When I started the book, I imagined Jimmy Jay and Betty Burro running from the Monarch Butterfly sanctuary to Guadalajara. I got frustrated with the background and decided to just sketch the two of them running and move on. I would come back to finish the page later. It is now later.

My plan is to re-ink both characters, re-color them, and then add a jungle background.

Redrawing Page 31

I’ve been distracted lately. When that happens, the best I can do is to go through the book and start repairing pictures that need work. When I review the pages, I see that they look unfinished, as if I was in a hurry — or lazy — when I decided that the page was good enough.

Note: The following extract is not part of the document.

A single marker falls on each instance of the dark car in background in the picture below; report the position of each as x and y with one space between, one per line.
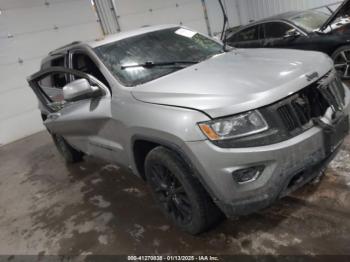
306 30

Page 31 needs re-inking and coloring — a complete makeover.

Redrawing page 60

Jimmy Jay is unrecognizable on page 60. That’s him on the left. He’s cute in an ugly way, but it takes a stretch of the imagination to accept him as the real Jimmy Jay. I don’t want the reader to start wondering who this new character is. The corrected Jimmy is on the right.

When I drew this page, I was going through “rough inking madness” and now I have to redo the linework, at least for Jimmy and Dylan. The background can remain rough. I have several more pages that use heavy outlines.

The new refrigerator

The new refrigerator arrived today. We ordered it 3 months ago and it finally made its way through the supply chain to our house. The thing about refrigerators is that they’re not exciting. They’re utilities. When they don’t work right, they’re horrible. When they work right, you don’t even know they exist.

Getting a new refrigerator sounds like a simple task. It’s not. Before it arrives, you have to clear the furniture to make a pathway for the delivery guys to carry in the huge machine. You have to empty the old refrigerator and stash the frozen food into ice chests. You have to move the the unfrozen food to your tabletops and counter tops or put it in the empty dishwasher.

When the burly hipster guys carry out the old ice box, you see that it was covering 10 years of dirt, dust, and grease. The wall and floor are filthy. You scramble to wipe away what you can with paper towels. What you can’t wipe away, you’ll just cover it with the new box. If you ever sell the house, you can give it a real cleaning then. You’re thinking these thoughts when you see they’re coming right back with the new box.

After they leave, you have to reassemble everything you’ve disassembled. After you do that, you start putting all of the food back into the box. That’s when you realize the the new box is smaller than the old box. Easy solution — you throw away food you know that you never intended to eat. That does the trick.

Then you go take a one-hour nap.

Making a Mess

I’ve started fixing some of my early pages. In the one above the heavy lines are bothering me. I drew this page so long ago that I’ve forgotten which brush I used to get the lovely texture. I’ve changed my style three or four times i n the last year. My fickleness coming back to bite me. Ouch!